Apresentação do Caso: Em agosto de 1998, a paciente R. M., 30 anos, procurou a Genesis - Centro de Reprodução Humana com infertilidade primária de 8 anos. Fez histerossalpingografia que mostrou hidrossalpinge bilateral. Neste mesmo mês, realizou-se uma video-laparoscopia com salpingectomia justa-uterina bilateral e indicou-se a FIV. A estimulação ovariana foi realizada com protocolo longo: acetato de leuprolide (Lupron, Abbott) 0.1 ml, S.C., por dia, iniciando no 20º dia do ciclo. No 3º dia da menstruação o estradiol era de 21 pg/ml e a ecografia vaginal mostrava endométrio fino com ovários sem folículos acima de 10 mm. Iniciou-se a estimulação ovariana com 225UI diárias de FSH-recombinante (Gonal-F, Serono) e após 36 horas procedeu-se à captura ovular sob sedação anestésica com propofol (Diprivan, Zeneca). Recuperou-se 14 óvulos em metáfase II, sendo 6 doados altruísticamente. Realizou-se injeção intracitoplasmática de espermatozóide (lCSI) nos 8 óvulos conforme descrito por Silva et al. (1997). Resultaram 8 embriões, sendo transferidos 03, no 3º dia pós captação e criopreservados 05. A fase lútea foi suplementada com progesterona micronizada (Utrogestan, Beisins Iscovesco) na dose de 800 mg/dia. Realizou-se dosagem do β-hCG no 14º, 16º, 18º, 21º e 25º dias após a transferência embrionária, cujos valores foram de 16.3, 73.8, 218, 1.138 e 4.200 mUI/ml, respectivamente. Na ecografia transvaginal, realizada no 25º dia, visualizouse um saco gestacional de 0.8 mm, sem embrião, na região intersticial esquerda, fora do endométrio, estabelecendo-se o diagnóstico de gestação ectópica intersticial. Na ocasião os níveis de β-hCG foram de 7990 mUI/ml. Após oito dias nova dosagem mostrou elevação para 9196 mUI/ml e aparecimento de embrião com batimentos cardíacos em ecografia transvaginal. A ascensão do ß-hCG e a presença de embrião com batimentos cardíacos evidenciaram falha terapêutica do MTX, sendo então submetida à laparotomia exploradora onde confirmou-se gestação ectópica intersticial à esquerda, procedendo-se à excisão de toda porção intramural de ambas as trompas.
Discussão
A incidência de gestação estópica encontra-se em franca ascensão devido ao aumento na prevalência de doenças sexualmente transmissíveis, cirurgias reconstrutivas tubáricas e ao uso em larga escala das técnicas de reprodução assistida. Os serviços que trabalham com técnicas de reprodução assistida devem estar atentos para essa complicação que é diagnosticada com relativa facilidade através dos ensaios de β-hCG e da ecografia transvaginal. Sims et al. (1993) foram os primeiros a relatarem os efeitos adversos da hidrossalpinge sobre os resultados da FIV. Acredita-se que o fluido tubárico drenado para a cavidade uterina possa “lavar” o endométrio, impedindo a implantação embrionária. Por outro lado, demonstrou-se também um efeito embriotóxico desse líquido em animais de laboratório. A literatura aprsenta diversos trabalhos que mostram uma melhora nas taxas de gravidez após salpingectomia ou oclusão proximal de trompa.
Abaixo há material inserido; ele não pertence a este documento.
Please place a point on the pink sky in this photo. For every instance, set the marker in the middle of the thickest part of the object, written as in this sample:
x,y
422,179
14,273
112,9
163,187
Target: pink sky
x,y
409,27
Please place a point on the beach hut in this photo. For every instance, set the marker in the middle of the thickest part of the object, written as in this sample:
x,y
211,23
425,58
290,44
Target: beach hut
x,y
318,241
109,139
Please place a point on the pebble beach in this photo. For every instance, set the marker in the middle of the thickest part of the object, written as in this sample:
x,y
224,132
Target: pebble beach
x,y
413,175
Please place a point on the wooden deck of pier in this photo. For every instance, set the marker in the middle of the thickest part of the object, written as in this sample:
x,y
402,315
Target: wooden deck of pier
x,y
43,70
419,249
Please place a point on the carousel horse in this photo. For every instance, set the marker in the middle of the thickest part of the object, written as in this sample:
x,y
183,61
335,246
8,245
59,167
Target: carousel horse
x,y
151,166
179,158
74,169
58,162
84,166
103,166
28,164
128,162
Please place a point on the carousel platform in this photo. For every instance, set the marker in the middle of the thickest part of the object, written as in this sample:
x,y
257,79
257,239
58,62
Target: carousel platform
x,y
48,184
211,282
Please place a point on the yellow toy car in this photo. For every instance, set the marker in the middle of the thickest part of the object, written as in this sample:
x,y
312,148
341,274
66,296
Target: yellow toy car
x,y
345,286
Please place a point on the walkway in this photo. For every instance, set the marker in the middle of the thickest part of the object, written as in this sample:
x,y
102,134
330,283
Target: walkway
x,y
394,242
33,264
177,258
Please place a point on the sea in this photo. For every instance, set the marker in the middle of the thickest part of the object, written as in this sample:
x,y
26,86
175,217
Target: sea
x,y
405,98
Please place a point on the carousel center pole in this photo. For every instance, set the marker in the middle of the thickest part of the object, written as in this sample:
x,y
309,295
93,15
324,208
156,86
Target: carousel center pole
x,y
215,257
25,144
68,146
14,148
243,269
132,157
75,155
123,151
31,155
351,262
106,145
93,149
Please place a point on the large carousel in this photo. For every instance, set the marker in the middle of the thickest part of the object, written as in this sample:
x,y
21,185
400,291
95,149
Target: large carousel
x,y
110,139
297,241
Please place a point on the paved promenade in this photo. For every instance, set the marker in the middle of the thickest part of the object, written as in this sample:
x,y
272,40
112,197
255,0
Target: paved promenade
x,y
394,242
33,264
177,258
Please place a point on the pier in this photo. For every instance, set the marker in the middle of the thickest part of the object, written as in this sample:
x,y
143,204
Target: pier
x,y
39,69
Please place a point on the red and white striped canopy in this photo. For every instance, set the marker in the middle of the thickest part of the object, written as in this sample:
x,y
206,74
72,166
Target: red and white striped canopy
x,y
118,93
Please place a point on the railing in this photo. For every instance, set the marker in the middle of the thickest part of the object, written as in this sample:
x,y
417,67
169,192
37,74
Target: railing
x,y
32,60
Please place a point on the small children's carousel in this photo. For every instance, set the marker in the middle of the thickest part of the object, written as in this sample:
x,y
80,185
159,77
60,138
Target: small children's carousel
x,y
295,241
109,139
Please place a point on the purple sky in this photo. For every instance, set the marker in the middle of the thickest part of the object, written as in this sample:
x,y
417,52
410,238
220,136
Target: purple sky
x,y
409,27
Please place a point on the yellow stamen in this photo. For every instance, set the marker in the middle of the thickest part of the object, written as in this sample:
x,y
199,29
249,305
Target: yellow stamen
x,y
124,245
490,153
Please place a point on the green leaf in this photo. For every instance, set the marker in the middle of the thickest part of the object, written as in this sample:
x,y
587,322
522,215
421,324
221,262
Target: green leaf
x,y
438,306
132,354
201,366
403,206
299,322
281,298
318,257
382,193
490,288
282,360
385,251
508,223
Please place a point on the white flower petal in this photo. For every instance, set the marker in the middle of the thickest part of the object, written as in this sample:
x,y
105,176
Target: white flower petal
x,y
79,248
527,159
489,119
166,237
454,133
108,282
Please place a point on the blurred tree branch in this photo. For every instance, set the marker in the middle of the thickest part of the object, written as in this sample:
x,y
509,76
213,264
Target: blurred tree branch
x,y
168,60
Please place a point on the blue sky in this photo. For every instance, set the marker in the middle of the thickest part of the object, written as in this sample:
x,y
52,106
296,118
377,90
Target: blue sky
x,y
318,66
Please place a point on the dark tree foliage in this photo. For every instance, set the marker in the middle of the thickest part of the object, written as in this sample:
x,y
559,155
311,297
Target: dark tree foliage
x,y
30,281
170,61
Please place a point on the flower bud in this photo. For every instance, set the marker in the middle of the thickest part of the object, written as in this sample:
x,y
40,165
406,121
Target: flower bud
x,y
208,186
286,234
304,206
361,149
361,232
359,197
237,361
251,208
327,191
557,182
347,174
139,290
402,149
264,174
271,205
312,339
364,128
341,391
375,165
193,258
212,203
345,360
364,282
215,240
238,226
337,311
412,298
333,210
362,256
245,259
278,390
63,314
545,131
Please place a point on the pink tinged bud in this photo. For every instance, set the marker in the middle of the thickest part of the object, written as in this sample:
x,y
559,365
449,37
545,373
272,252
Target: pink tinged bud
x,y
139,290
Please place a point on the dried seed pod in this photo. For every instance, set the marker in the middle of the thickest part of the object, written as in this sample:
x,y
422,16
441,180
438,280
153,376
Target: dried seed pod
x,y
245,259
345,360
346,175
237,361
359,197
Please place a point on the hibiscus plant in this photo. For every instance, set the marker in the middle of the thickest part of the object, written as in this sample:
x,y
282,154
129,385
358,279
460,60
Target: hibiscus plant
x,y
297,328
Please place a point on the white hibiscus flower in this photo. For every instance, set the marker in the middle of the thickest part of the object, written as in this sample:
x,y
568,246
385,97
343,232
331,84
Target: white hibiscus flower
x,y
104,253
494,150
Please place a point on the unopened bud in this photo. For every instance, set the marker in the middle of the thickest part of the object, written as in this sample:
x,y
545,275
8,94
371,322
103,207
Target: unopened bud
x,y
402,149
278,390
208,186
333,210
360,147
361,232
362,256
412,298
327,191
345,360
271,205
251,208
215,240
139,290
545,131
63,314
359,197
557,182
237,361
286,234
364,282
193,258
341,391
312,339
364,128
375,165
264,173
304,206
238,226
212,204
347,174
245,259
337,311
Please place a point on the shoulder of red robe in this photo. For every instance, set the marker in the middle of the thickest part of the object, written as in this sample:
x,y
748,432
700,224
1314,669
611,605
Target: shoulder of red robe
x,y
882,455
Apesar de melhorar as taxas de implantação embrionária, a salpingectomia não previne a gravidez ectópica, tendo em vista que na maioria dos casos, a porção intramural da trompa é preservada. Raziel et al. (1997) reportaram recorrência de gravidez intersticial após repetição de ciclo de FIV em uma paciente.
O tratamento conservador da gravidez ectópica com MTX sistêmico mostrou-se eficaz em 71% das pacientes após dose única e 84% após 2 doses, conforme ampla revisão de Parker et al. (1998). Barhart et al. (1997) relataram 35% de falha quando a gestação foi intersticial.